Production of hybrid granitic magma at the advancing front of basaltic underplating: Inferences from the Sesia Magmatic System (south-western Alps, Italy)

The Permian Sesia Magmatic System of the southwestern Alps displays the plumbing system beneath a Permian caldera, including a deep crustal gabbroic complex, upper crustal granite plutons and a bimodal volcanic field dominated by rhyolitic tuff filling the caldera. Isotopic compositions of the deep crustal gabbro overlap those of coeval andesitic basalts, whereas granites define a distinct, more radiogenic cluster (Sri≈0.708 and 0.710, respectively). AFC computations starting from the best mafic candidate for a starting melt show that Nd and Sr isotopic compositions and trace elements of andesitic basalts may be modeled by reactive bulk assimilation of ≈30% of partially depleted crust and ≈15%–30% gabbro fractionation. Trace elements of the deep crustal gabbro cumulates require a further ≈60% fractionation of the andesitic basalt and loss of ≈40% of silica-rich residual melt. The composition of the granite plutons is consistent with a mixture of relatively constant proportions of residual melt delivered from the gabbro and anatectic melt. Chemical and field evidence leads to a conceptual model which links the production of the two granitic components to the evolution of the Mafic Complex. During the growth of the Mafic Complex, progressive incorporation of packages of crustal rocks resulted in a roughly steady state rate of assimilation.
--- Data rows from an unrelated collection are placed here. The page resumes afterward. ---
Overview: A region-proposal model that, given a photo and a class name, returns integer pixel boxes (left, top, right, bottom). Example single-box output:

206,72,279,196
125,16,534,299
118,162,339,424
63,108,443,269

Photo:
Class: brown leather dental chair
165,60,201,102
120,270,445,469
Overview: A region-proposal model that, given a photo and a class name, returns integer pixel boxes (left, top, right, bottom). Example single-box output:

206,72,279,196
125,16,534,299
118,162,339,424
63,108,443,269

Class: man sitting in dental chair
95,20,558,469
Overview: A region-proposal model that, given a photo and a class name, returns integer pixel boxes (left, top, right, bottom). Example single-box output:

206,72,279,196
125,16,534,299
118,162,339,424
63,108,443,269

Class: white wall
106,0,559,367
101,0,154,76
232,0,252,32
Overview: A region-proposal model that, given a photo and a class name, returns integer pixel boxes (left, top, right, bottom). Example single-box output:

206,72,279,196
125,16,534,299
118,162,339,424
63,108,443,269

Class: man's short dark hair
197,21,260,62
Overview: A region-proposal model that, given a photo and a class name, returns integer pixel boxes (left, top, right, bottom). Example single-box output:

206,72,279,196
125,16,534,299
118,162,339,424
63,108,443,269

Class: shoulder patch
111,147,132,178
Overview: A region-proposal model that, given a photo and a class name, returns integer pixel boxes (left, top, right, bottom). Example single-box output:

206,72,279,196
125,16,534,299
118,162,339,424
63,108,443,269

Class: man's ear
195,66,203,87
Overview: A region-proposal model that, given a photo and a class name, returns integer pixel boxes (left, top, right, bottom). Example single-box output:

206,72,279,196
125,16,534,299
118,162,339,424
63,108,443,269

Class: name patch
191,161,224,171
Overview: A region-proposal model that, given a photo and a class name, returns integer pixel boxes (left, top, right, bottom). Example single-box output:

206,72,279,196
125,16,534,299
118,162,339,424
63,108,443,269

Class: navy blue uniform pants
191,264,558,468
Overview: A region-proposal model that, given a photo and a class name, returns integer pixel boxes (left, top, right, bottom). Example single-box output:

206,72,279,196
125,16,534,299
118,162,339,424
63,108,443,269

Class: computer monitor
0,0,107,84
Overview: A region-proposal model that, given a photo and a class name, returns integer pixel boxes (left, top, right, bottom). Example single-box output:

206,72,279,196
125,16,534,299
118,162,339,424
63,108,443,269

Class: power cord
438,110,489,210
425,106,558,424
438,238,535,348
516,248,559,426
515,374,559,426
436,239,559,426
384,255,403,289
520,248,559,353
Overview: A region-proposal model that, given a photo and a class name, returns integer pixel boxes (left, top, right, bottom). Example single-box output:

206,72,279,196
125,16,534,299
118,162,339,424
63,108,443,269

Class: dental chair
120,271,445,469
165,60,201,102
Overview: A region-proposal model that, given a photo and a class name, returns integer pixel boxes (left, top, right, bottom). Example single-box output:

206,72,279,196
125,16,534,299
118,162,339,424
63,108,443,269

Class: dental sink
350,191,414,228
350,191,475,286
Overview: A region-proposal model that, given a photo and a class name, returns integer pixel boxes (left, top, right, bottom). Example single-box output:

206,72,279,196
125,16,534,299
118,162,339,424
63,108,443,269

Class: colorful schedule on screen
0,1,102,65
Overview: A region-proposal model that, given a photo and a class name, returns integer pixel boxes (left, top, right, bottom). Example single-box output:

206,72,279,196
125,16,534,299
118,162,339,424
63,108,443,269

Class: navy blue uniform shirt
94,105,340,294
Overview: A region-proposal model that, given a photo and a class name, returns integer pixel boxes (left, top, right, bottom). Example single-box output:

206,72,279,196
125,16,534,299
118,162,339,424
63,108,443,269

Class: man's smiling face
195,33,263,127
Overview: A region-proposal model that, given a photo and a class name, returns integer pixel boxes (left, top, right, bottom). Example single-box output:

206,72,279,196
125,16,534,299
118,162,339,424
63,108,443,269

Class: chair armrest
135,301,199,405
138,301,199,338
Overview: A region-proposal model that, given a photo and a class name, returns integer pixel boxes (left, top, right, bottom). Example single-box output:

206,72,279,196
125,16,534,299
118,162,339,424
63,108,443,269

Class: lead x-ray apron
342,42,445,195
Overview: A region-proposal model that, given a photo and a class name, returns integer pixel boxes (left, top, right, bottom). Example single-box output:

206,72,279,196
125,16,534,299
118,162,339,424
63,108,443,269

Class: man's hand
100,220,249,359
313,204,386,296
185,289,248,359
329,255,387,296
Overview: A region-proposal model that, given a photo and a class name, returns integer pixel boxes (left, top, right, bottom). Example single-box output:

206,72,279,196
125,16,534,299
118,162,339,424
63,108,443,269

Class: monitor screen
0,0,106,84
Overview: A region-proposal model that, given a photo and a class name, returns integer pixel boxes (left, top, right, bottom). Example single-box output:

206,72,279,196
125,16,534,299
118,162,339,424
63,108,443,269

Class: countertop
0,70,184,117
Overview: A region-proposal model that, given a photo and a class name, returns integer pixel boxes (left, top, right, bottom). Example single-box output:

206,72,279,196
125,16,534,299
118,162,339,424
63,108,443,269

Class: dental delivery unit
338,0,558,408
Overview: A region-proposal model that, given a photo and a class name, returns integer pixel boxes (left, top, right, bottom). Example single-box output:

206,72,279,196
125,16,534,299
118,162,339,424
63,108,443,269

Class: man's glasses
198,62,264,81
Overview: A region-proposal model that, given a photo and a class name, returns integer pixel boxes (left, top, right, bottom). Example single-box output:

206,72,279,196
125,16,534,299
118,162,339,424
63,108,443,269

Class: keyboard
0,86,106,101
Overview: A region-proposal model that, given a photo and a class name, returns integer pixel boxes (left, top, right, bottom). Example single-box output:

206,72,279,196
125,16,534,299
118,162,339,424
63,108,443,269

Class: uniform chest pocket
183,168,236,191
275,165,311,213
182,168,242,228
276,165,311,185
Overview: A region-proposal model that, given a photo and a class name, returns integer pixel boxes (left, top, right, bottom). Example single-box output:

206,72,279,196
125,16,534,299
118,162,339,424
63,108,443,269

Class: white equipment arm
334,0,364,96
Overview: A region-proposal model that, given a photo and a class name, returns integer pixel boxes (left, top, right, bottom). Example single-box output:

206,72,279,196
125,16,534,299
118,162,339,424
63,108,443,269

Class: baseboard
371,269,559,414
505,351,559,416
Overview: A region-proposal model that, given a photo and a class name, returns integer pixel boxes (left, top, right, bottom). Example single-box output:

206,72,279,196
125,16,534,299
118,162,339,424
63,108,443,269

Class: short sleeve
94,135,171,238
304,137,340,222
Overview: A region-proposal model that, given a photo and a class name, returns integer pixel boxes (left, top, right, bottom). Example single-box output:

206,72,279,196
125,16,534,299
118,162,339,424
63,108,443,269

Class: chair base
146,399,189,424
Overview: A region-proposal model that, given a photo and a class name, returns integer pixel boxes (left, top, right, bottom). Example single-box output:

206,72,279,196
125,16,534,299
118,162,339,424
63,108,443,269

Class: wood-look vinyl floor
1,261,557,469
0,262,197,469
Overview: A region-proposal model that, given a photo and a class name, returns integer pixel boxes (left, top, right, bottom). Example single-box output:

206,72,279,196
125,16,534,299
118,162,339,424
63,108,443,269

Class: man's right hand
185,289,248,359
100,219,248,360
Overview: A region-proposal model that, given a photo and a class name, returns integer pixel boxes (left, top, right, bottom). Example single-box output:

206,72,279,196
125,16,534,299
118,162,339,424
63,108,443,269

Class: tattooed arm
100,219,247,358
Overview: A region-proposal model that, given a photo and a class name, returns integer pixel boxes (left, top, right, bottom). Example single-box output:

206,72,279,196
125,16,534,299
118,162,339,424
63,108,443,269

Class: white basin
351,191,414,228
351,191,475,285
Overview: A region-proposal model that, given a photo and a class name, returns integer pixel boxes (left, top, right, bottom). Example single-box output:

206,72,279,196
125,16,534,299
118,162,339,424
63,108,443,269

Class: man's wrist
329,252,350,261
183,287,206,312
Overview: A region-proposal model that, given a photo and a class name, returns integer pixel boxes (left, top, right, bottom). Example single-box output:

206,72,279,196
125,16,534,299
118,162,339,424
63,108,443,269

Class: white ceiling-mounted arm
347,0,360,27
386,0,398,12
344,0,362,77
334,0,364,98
Anatectic granite originates in the hot zone of melting crust located above the advancing mafic intrusion. Upward segregation of anatectic melts facilitates the assimilation of the partially depleted restite by stoping. At each cycle of mafic intrusion and incorporation, residual and anatectic melts are produced in roughly constant proportions, because the amount of anatectic melt produced at the roof is a function of volume and latent heat of crystallization of the underplated mafic melt which in turn produces proportional amounts of hybrid gabbro cumulates and residual melt. Such a process can explain the restricted range in isotopic compositions of most rhyolitic and granitic rocks of the Permo-Carboniferous province of Europe and elsewhere.